So what, as governors, do we think of it so far - education under new Labour? Well, failing to sack Chris Woodhead was clearly a missed opportunity. Admittedly it would have been a cheap, vindictive, come-the revolution gesture, but it would have brought a great deal of simple pleasure to thousands of people. The Department for Education and Employment could even have held a competition amongst heads of failing schools to find the most suitable future employment for him.

Come to think of it, perhaps they did, and the bright spark who suggested manacling him to Tim Brighouse for the rest of his contract won first prize. Was it the same wicked ironist who proposed setting Ted Wragg to hunt down the notorious 15,000 bad teachers. At least they will leave giggling.

There was, however, a serious sense of humour failure on the part of whoever came up with the phrase "help squads" for failing schools. It has a chilling 1984 newspeak quality about it, straight from the Ministry of Truth. With friends like these, who needs enemies?

Of course, we are all well aware of the hidden agenda here. There is an excusable reluctance on the part of Messrs Blair and Blunkett to be seen to be going soft on standards. Just so long as "tough on failure" is to be followed swiftly by "tough on the causes of failure".

A massive programme of building repairs and better, more equitable funding would help. So would a genuine and sustained effort to raise the morale and status of teachers. There is a real danger that the undermining of the profession will become a self-fulfilling prophecy as those who can, leave, and it becomes more and more difficult to recruit high calibre replacements. Are any teachers out there advising the brightest sixth-formers to follow in their footsteps? I think not.

The promised slimming down of the primary curriculum will help restore confidence. Most schools will welcome the opportunity to concentrat e on basic skills, and in smaller classes too.

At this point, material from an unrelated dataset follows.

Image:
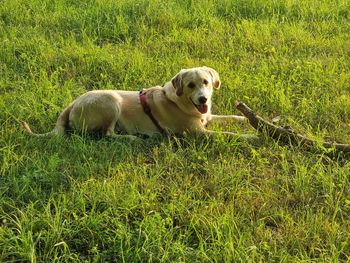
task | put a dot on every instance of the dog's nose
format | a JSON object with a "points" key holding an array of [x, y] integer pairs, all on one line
{"points": [[202, 99]]}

There are logistical problems to be overcome, particularly in schools with a three-term intake. And as a governor, I do wonder how class sizes of under 30 can be enforced without infringing the principles of local management. But give us the money, and we will certainly follow the spirit of these proposals, if not the letter. And scrap primary league tables. Do it now.

The abolition of nursery vouchers raised another small cheer, but uncertainty about what is to follow. "Existing voluntary and private provision" has not thus far created enough places for four-year-olds, and there is still the danger of nursery children being rushed into reception classes or three-year-olds being squeezed out of playgroups.

Let us say it loud and clear - proper nursery education needs substantial capital investment.

And what about governors? I hate to appear self-centred, but I have not heard us mentioned yet. We had a nice letter from David Blunkett saying all the right things about partnership, but we did not feature in the Queen's Speech, even in our usual end-of-the queue role - as in "local education authorities, teachers, parents and governors..." With proposals that LEAs assume overall responsibilit y for school improvement, and such diverse figures as Cherie Booth and David Hart suggesting a "redifinition" of our role - another Orwellian phrase - I feel just a little threatened. It would be disappointing if governors' high national profile through the National Governors' Council was negated by a diminution of their influence at school level.

But let's hope for the best; when England can beat Australia at cricket and Italy at football, all good things are possible.